Yes I addressed all this yesterday, which you ignored: I say you deserve the economic  system you accept.

Quote:
The rich will never pay more than they can afford.


Meanwhile  parasite  billionaires  should hand over $5 trillion in loot gained while they were asleep in the pandemic, so that governments can at least afford to avoid nursing home residents lying in their own faeces...


Quote:
One business owner i worked for years ago, told me tgat he employed an accountant full time to find ways to minimise his tax.
He said it was cheaper to pay $180,000.00 @ year for this accountant than to pay 10 times that in "avoidable" taxes.

Remember mr Alan Bond
Tge multimillionaire?

He often boasted tgat he only paid tax on $25,000.00 a year.
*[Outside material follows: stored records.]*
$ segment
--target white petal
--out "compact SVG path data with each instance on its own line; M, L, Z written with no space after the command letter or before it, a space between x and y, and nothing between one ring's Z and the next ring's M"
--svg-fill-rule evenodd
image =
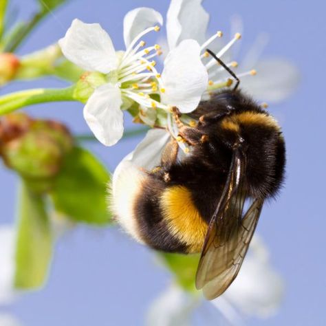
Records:
M179 286L173 285L151 304L146 325L152 326L190 326L191 317L198 299Z
M202 6L202 0L171 0L166 15L166 33L171 50L182 41L193 39L202 44L209 14Z
M129 11L123 20L123 38L126 47L140 32L157 23L163 25L163 17L153 9L143 7Z
M252 241L237 278L223 298L244 314L268 317L281 303L283 282L270 265L263 244L257 237Z
M121 91L105 84L95 89L84 107L84 118L96 138L106 146L114 145L123 134Z
M240 87L258 100L283 100L296 90L300 82L298 70L283 59L265 59L254 69L257 75L243 78Z
M10 303L17 294L13 287L14 238L15 232L12 226L0 227L0 305Z
M58 43L65 56L85 70L107 74L118 66L110 36L99 24L74 19Z
M207 71L200 59L200 47L185 40L168 54L162 74L165 93L162 102L188 113L198 105L208 83Z

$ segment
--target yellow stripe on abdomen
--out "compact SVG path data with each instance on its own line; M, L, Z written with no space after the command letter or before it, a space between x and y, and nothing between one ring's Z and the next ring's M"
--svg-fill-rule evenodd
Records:
M189 253L200 252L207 224L193 204L191 192L182 186L168 188L162 195L161 208L171 234L188 246Z

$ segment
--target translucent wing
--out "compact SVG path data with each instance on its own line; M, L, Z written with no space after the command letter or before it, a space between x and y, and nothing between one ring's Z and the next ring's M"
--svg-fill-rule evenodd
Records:
M236 278L259 218L263 200L255 199L243 217L246 160L236 149L224 192L212 217L196 276L196 287L209 299Z

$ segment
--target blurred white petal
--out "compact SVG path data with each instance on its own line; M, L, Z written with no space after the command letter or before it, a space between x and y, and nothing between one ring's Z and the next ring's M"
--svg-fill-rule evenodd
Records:
M114 145L123 134L122 100L118 87L105 84L96 88L84 107L84 118L96 138Z
M260 61L254 66L257 75L241 79L240 87L257 100L279 102L290 96L300 82L300 73L281 58Z
M208 83L197 41L183 41L170 52L164 61L162 79L165 88L161 94L164 103L177 107L182 113L196 109Z
M202 6L202 0L171 0L166 14L166 33L171 50L182 41L193 39L205 41L209 14Z
M163 17L153 9L144 7L129 11L123 20L123 38L126 47L140 32L157 23L163 25Z
M0 226L0 305L12 302L16 296L14 290L14 241L13 226ZM0 323L0 325L2 324Z
M85 70L107 74L118 66L110 36L98 23L74 19L58 43L65 56Z
M152 303L146 316L148 326L190 326L197 298L172 285Z
M265 247L254 237L238 276L223 299L248 316L268 317L277 310L283 292L282 278L270 265ZM218 306L219 298L212 303Z
M1 326L20 326L21 324L12 316L8 314L0 314Z

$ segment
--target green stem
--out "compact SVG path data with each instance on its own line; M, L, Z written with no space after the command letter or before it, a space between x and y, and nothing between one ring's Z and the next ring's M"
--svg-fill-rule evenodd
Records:
M133 136L137 136L139 135L143 135L149 129L148 127L144 127L142 128L138 128L137 129L134 130L127 130L123 133L123 138L130 138ZM97 139L95 138L94 135L91 134L85 134L85 135L77 135L75 137L76 140L78 142L94 142L98 141Z
M59 89L29 89L1 96L0 116L34 104L76 100L74 96L74 85Z
M5 25L6 10L7 9L8 0L0 1L0 39L3 34Z
M21 26L14 39L7 45L5 48L6 52L14 52L21 45L24 39L33 30L36 25L46 16L45 11L41 11L34 15L32 19Z

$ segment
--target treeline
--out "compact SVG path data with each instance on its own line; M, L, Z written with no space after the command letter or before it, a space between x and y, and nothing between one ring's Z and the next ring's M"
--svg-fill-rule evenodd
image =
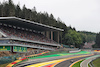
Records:
M60 32L60 43L65 45L74 45L75 47L81 47L84 42L92 41L88 38L92 39L94 36L92 36L91 34L87 34L87 32L77 32L75 28L72 28L71 26L67 27L60 18L55 19L53 14L49 15L47 12L37 12L36 7L33 7L33 9L28 9L24 5L21 9L20 6L18 4L15 5L12 0L0 3L0 17L10 16L15 16L22 19L31 20L64 29L64 32ZM93 40L94 39L95 36Z
M100 48L100 32L96 35L96 44L93 45L93 48Z

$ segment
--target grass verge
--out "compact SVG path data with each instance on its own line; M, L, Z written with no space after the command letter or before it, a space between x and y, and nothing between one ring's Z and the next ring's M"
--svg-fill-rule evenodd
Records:
M6 67L9 63L6 64L0 64L0 67Z
M76 64L74 64L72 67L80 67L80 63L82 62L83 60L77 62Z
M100 58L97 58L96 60L92 61L92 63L95 67L100 67Z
Then there is the Qantas pooftah.
Didnt pay a cent in tax for years,  still looking for an out from what I hear.

Multinationals ship profits off shore.
For example,
Our high quality coal is sold for a fraction of what we got for it 20 years ago.
Why?
Because the owners do deals with themselves to buy it cheap.
Then, while on the ship to its final destination, it triples in value so that landed its worth several times what they bought it for in Australia.
They only pay tax on what they bought it for.
They get a tax break for expenses mining it.
And they pocket billions.

And this is only a couple of examples.
It wont change as long as we have corrupt public servants, corrupt multinationals and corrupt politicians.
In other words, it will never change.


You have failed to identify the true villains, namely, the private financier of the current evil monetary system , who demand  that sovereign currency-issuing governments must tax or borrow from private citizens, in order to spend.

Hopefully the extended pandemic, or maybe a CO2 climate emergency, will bring the whole stinking edifice - of the current evil system - crashing down.